Molecular Basis Of Transduction In Auditory Sensory Orga

听觉感觉器官转导的分子基础

• 批准号: 6814147
• 负责人: BECHARA KACHAR
• 金额: --
• 依托单位: NATIONAL INSTITUTE ON DEAFNESS AND OTHER COMMUNICATION DISORDERS
• 依托单位国家: 美国
• 资助国家: 美国
• 起止时间: 至
• 项目状态: 未结题
• 来源: https://reporter.nih.gov/project-details/6814147
• 关键词: actin binding protein; actins; biological signal transduction; cell motility; cochlea; cochlear microphonic potentials; ear hair cell; electric field; electrostimulus; guinea pigs; immunocytochemistry; myosins; neural information processing; neural transmission; organ of Corti; sound frequency; voltage gated channel; water channel

Hearing and balance depend on sensory hair cells equipped with mechanosensitive, microvilli-like organelles, called stereocilia, that are capable of detecting displacements on a nanometer scale through mechanically gated channels located at their tips. Mammalian auditory hair cells are terminally differentiated and do not regenerate. While their stereocilia are exquisitely sensitive to mechanical vibration, orderly structured, and easily damaged by over-stimulation, they are maintained in proper working order for a lifetime. Each stereocilium is supported by a rigid paracrystalline array of several hundred parallel, uniformly polarized and regularly cross-linked actin filaments.
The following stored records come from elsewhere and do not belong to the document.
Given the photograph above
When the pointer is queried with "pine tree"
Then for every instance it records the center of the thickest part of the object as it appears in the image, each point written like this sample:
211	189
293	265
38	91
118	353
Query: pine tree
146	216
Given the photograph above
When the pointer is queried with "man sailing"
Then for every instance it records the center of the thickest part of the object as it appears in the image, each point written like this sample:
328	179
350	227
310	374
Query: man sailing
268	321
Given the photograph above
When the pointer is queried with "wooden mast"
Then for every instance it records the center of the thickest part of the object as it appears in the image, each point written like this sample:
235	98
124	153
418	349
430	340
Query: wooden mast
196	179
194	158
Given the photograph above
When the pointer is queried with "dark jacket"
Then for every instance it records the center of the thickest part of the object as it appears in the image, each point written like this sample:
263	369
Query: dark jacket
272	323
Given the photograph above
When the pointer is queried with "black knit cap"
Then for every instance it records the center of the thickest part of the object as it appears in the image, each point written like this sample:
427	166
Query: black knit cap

The actin filaments are oriented such that the plus (barbed) ends are at the tips of the stereocilia and the minus (pointed) ends at the base. This organization of actin shares many construction principles with the actin formations in microvilli and filopodia yet can be up to 120?m in length. How such ordered actin formations are built, regulated, and renewed is largely unknown. We have now demonstrated that the seemingly static actin paracrystal at the core of sensory stereocilia of hair cells, undergoes continuous renewal enabled by reproducing itself at the stereocilia tips, treadmilling rearwards, and dismantling itself at the base. Treadmilling is a dynamic behavior of actin filaments that plays a crucial role in various forms of cell motility. However, little is known about the occurrence and regulation of this process in non-motile actin assemblies. We show that treadmill rates are scaled to the length of stereocilia and are modulated by local physical parameters, such as tension on the encapsulating membrane and on stereocilia links, as well as by myosins located at the tips and alongside the actin paracrystal. We propose that this regulated treadmilling dynamically shapes the functional architecture of stereocilia and plays a central role in recovery from over-stimulation. Such a dynamic view of a paracrystalline actin ensemble highlights how well organized cellular structures can maintain steady state structure, self-adjustment, and repair while undergoing continuous self-renewal.

听力和平衡取决于感觉毛细胞，这些细胞配备有机械敏感的微绒毛状细胞器（称为静纤毛），能够通过位于其尖端的机械门控通道检测纳米级的位移。哺乳动物的听毛细胞是终末分化的并且不能再生。虽然它们的静纤毛对机械振动非常敏感，结构有序，并且很容易因过度刺激而损坏，但它们终生都保持在适当的工作状态。每个静纤毛均由数百根平行、均匀极化且规则交联的肌动蛋白丝组成的刚性旁晶阵列支撑。肌动蛋白丝的方向使得正端（有倒刺的）位于静纤毛的尖端，负端（尖的）位于基部。这种肌动蛋白的组织与微绒毛和丝状伪足中的肌动蛋白结构具有许多相同的构造原理，但长度可达 120 微米。这种有序的肌动蛋白结构是如何构建、调节和更新的在很大程度上尚不清楚。我们现在已经证明，位于毛细胞感觉静纤毛核心的看似静态的肌动蛋白旁晶体，通过在静纤毛尖端自我复制、向后移动并在基部分解自身，不断进行更新。跑步是肌动蛋白丝的一种动态行为，在各种形式的细胞运动中发挥着至关重要的作用。然而，人们对非运动肌动蛋白组装中这一过程的发生和调节知之甚少。我们表明，跑步机速率与静纤毛的长度成比例，并受到局部物理参数的调节，例如封装膜和静纤毛链接上的张力，以及位于尖端和肌动蛋白旁晶体旁边的肌球蛋白。我们认为这种受调节的跑步动态地塑造了静纤毛的功能结构，并在过度刺激的恢复中发挥着核心作用。这种旁晶肌动蛋白整体的动态视图强调了组织良好的细胞结构如何在持续自我更新的同时保持稳态结构、自我调整和修复。